Nutrient stress changes the biogenesis and biological activity of exosomes in cancer cells.

Exosomes mediate the transfer of proteins, lipids, and nucleic acids between cells. They are generally thought to be produced by the inward budding of the late endosomal membrane, resulting in the formation of multivesicular bodies (MVBs) that fuse with the plasma membrane, releasing the exosomes extracellularly. Fan et al. found that fly and human cells contained MVBs derived from both Rab7-positive late endosomes and Rab11a-positive recycling endosomes. Exosomes from human colorectal cancer HCT116 cells and other cancer cell lines grown in low-glutamine conditions contained less late endosomal markers and much more Rab11a than did exosomes from cells grown under glutamine-replete conditions. Other exosomal cargo proteins were also differentially represented in the two populations of exosomes, including an increase in the epidermal growth factor receptor (EGFR) ligand amphiregulin in the exosomes from glutamine-depleted cells.
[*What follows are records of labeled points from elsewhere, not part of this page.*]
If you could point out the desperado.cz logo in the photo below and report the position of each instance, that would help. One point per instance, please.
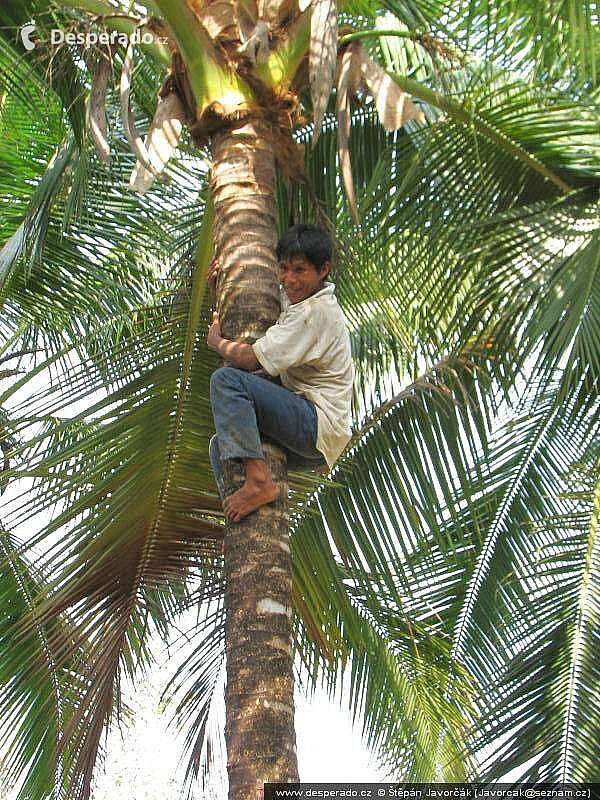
(90, 38)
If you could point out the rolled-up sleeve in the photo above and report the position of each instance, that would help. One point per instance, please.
(287, 344)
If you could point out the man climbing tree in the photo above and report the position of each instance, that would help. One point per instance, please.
(309, 350)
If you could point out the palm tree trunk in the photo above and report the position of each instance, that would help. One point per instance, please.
(259, 697)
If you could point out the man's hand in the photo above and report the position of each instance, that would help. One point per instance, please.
(214, 333)
(238, 354)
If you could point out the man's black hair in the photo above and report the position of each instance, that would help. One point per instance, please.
(309, 241)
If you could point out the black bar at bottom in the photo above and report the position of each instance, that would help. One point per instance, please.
(434, 791)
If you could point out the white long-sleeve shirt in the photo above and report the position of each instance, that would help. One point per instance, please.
(309, 348)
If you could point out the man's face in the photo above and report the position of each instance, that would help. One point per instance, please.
(300, 279)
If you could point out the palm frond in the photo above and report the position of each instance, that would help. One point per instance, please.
(129, 528)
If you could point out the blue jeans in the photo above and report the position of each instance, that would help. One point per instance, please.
(245, 406)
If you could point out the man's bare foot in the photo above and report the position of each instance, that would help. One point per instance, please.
(258, 490)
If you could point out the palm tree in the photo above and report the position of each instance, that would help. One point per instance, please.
(428, 560)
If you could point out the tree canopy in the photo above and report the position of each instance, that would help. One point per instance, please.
(451, 558)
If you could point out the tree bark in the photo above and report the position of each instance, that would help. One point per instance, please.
(259, 732)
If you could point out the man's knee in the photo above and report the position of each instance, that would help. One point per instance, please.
(222, 378)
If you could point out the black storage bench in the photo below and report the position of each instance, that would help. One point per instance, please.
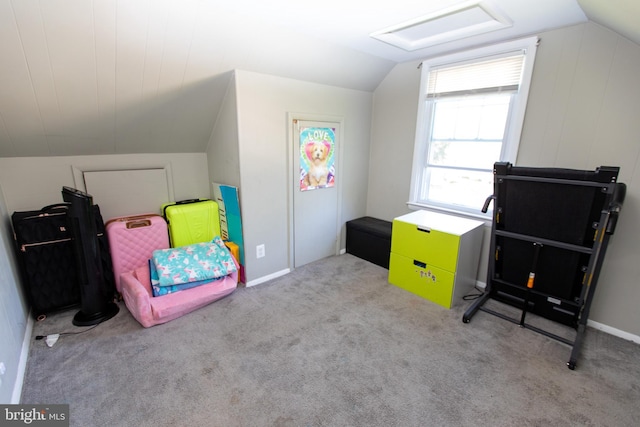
(370, 239)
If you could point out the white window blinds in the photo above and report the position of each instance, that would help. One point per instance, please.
(492, 75)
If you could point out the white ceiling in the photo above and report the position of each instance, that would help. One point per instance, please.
(139, 76)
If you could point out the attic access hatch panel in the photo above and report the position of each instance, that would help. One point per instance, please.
(453, 23)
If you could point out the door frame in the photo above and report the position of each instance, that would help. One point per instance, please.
(291, 161)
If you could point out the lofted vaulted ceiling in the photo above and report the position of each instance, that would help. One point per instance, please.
(82, 77)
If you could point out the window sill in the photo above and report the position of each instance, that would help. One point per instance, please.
(487, 218)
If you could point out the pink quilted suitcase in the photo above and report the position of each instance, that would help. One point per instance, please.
(133, 239)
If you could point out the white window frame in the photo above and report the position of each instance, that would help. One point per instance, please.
(513, 129)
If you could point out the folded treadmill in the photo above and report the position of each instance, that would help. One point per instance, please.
(549, 235)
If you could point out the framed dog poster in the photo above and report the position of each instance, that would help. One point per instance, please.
(317, 160)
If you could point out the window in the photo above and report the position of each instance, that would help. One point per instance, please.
(470, 116)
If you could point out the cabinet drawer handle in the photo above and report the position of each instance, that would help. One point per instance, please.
(419, 263)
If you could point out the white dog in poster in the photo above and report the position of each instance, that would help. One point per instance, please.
(318, 169)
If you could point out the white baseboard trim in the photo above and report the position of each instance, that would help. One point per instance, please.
(22, 363)
(595, 325)
(268, 277)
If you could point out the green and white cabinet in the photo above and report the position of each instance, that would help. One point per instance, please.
(435, 255)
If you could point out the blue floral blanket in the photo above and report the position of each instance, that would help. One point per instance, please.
(185, 267)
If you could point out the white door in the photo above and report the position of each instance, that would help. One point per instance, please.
(315, 190)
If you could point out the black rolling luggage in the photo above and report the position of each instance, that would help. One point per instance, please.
(47, 260)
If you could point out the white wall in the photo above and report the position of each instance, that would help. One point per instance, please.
(263, 104)
(32, 182)
(222, 151)
(13, 309)
(582, 113)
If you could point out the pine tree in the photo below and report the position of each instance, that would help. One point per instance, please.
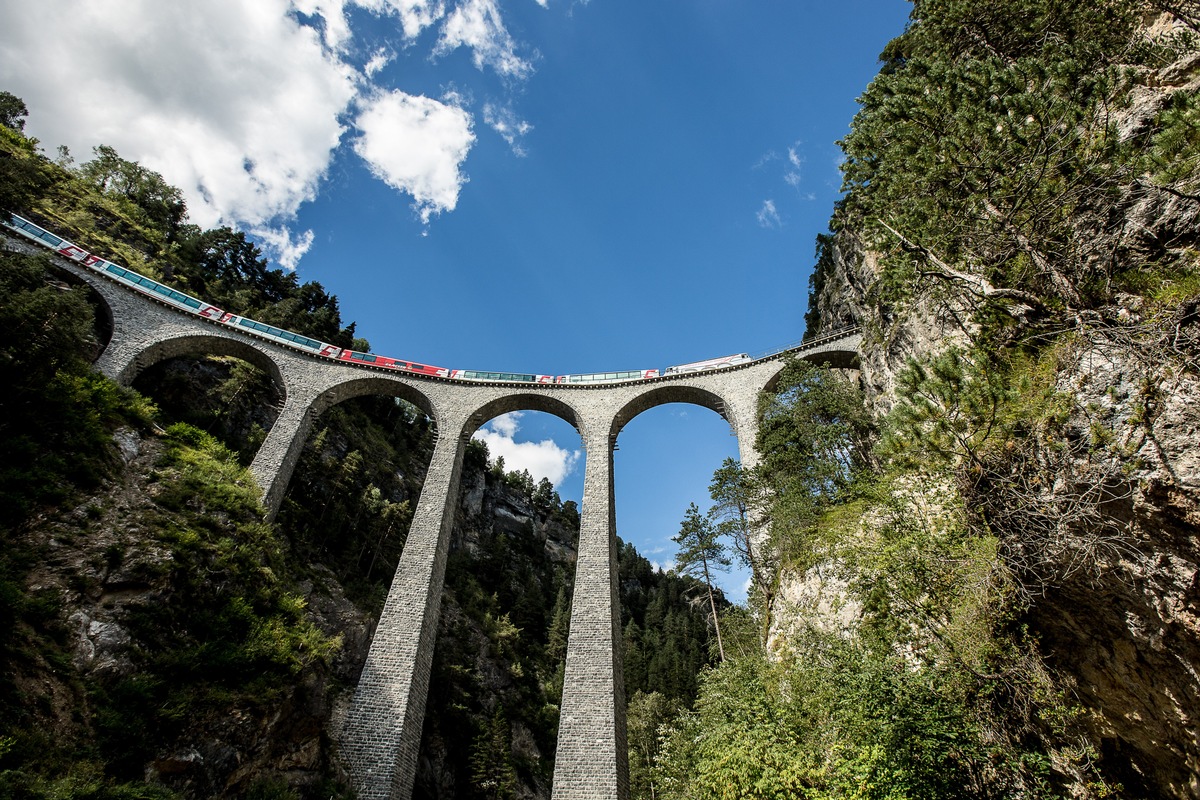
(701, 554)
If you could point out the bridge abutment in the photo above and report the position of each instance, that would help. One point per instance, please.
(382, 735)
(592, 762)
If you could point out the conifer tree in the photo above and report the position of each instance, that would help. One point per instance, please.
(701, 553)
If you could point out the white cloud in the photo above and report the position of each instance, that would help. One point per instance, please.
(287, 247)
(767, 216)
(234, 102)
(792, 176)
(417, 145)
(243, 104)
(510, 127)
(478, 25)
(543, 458)
(382, 58)
(414, 16)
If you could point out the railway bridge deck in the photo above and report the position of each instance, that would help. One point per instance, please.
(381, 738)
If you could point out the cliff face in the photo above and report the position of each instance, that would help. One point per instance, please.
(1098, 517)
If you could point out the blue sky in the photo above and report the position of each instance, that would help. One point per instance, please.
(544, 186)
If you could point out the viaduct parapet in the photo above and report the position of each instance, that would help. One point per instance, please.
(382, 734)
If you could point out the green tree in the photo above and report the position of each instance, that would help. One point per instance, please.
(12, 112)
(647, 713)
(492, 771)
(701, 553)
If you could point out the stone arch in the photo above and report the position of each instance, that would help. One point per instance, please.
(106, 320)
(204, 344)
(669, 394)
(371, 384)
(525, 402)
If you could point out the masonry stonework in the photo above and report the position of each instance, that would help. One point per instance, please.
(382, 734)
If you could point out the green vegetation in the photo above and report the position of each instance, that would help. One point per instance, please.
(162, 542)
(999, 173)
(498, 666)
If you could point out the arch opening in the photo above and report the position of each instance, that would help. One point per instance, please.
(351, 498)
(227, 397)
(498, 663)
(667, 453)
(202, 344)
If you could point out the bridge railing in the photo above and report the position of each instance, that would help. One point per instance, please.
(808, 344)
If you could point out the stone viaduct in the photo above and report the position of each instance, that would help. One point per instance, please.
(382, 734)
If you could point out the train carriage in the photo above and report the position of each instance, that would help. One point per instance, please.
(387, 362)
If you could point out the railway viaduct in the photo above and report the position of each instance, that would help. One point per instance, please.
(382, 734)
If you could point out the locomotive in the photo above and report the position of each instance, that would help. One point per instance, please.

Glutamine depletion inhibits mechanistic target of rapamycin complex 1 (mTORC1) signaling, and reducing mTORC1 signaling by other means also caused a similar change in the exosome population. Exosomes secreted under glutamine-depleted conditions stimulated the proliferation of naïve HCT116 cells and human umbilical vein endothelial cells (HUVECs) more than the control exosomes from cells grown under glutamine-replete conditions or exosomes from Rab11a-knockdown cells grown under glutamine-depleted conditions. Treating exosomes from glutamine-depleted cells with an amphiregulin-blocking antibody prevented them from stimulating HCT116 cell proliferation. Injecting exosomes from glutamine-depleted HCT116 cultures into HCT116 xenografts in mice stimulated more blood vessel growth compared with that induced by exosomes from glutamine-replete cultures. These findings show that nutrient stress can stimulate a switch in both the biogenesis pathway and content of exosomes, suggesting a possible explanation for the qualitative differences between exosomes produced in normal tissues and those produced in tumors.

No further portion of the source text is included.